InfoQ: Can you quantify the impact on the business of the conversion to DDD events and the discovered customer types? Did the implementation result in substantial financial gains or cultural changes for the business?
Claes: This is a very hard thing to put a number on. I wish it was possible to take a peek at parallel universes. I'm not in a position to disclose absolute numbers, but we've seen a very substantial relative growth since we moved towards making events a first class citizen. We could have been able to pull it off without, but progress from an output and learning perspective would have been much slower.
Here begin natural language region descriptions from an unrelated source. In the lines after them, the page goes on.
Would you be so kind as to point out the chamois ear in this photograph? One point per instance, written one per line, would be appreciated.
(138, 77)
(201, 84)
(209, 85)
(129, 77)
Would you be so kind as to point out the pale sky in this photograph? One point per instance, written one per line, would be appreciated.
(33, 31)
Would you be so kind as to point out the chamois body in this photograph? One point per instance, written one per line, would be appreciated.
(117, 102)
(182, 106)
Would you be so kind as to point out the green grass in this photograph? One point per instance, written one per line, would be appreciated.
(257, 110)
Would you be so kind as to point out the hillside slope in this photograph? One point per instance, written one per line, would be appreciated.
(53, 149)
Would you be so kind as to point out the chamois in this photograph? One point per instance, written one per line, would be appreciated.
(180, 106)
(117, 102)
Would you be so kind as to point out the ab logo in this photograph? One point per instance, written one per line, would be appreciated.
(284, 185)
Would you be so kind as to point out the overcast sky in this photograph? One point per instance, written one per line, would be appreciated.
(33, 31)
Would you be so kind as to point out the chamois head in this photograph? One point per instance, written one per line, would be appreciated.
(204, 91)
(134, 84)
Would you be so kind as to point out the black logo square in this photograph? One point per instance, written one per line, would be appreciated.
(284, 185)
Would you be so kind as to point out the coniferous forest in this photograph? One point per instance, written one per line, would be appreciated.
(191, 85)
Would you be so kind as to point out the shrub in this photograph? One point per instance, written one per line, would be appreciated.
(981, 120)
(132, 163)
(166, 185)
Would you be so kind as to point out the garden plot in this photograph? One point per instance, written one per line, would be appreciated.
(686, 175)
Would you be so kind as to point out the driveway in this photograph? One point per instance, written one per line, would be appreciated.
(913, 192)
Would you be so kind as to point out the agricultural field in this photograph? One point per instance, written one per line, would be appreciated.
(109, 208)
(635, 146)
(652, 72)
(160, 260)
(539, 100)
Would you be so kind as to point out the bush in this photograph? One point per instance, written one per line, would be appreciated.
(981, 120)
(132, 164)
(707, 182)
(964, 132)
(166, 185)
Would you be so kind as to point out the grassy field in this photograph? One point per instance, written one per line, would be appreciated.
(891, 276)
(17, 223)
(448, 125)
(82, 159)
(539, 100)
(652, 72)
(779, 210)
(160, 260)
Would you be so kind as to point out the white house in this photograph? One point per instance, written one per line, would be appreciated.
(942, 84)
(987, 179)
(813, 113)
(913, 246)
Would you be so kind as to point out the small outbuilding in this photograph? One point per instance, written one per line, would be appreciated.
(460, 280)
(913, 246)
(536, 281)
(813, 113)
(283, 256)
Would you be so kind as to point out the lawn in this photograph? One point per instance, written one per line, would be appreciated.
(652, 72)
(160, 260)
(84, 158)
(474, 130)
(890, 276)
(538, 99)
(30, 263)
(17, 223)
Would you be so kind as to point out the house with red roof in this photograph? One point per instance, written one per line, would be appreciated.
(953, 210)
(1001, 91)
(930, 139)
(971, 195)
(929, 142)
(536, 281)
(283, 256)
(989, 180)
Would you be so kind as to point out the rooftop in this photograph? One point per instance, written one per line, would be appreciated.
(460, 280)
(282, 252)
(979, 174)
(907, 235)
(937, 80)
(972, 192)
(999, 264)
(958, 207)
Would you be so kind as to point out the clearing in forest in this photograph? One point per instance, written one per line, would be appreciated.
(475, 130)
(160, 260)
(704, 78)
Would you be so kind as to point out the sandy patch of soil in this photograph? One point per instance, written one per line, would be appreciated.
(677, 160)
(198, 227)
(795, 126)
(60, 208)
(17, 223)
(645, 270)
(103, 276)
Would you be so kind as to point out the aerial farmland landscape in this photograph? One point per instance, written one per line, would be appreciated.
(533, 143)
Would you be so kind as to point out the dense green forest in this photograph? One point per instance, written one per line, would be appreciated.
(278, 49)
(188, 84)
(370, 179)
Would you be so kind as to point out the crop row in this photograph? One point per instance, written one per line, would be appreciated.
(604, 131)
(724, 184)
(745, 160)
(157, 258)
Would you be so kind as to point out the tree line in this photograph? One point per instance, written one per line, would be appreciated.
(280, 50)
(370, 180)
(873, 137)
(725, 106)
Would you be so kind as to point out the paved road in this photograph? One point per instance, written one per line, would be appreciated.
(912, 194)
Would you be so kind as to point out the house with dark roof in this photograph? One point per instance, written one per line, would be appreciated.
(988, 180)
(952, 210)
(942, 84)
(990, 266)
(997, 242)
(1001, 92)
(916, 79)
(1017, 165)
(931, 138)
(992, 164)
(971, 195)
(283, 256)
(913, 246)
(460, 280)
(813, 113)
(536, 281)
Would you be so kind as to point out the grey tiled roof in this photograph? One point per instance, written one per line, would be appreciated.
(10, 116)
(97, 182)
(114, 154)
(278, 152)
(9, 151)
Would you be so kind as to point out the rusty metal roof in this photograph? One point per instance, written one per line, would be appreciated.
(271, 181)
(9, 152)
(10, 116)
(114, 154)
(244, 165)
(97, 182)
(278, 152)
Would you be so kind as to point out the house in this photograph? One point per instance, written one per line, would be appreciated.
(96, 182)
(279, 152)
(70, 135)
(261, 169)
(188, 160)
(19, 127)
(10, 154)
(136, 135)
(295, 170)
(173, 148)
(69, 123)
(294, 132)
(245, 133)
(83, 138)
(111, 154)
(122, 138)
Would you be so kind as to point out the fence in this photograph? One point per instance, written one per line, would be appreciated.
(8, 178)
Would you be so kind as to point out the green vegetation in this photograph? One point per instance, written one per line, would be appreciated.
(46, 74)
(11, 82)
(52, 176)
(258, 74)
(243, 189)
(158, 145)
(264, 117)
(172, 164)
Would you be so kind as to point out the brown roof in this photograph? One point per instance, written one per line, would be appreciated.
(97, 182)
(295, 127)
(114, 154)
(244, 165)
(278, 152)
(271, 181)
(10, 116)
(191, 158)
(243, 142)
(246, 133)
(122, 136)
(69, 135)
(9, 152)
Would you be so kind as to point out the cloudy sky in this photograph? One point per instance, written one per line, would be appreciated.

The biggest cultural change must be the willingness to experiment. Events can make a system grow organically in which different parts come and go. In a living, unplanned system, there is no shame in implementing an experiment to throw it out when it fails. The data needed to fully analyze the impact of an experiment is often just not available when you don't have the complete log of customer behaviour.
About the Interviewee:
Jef Claes is a professional codeslinger, domain linguist and shuffler of data. In the past he has mainly worked in public safety and banking. The last two years, he's been active in the online gambling domain, working for a small Belgian company providing software to a quickly growing online casino operator. When it comes to buzzwords he often associates himself with DDD(BE), CQRS, C#, FP and F#.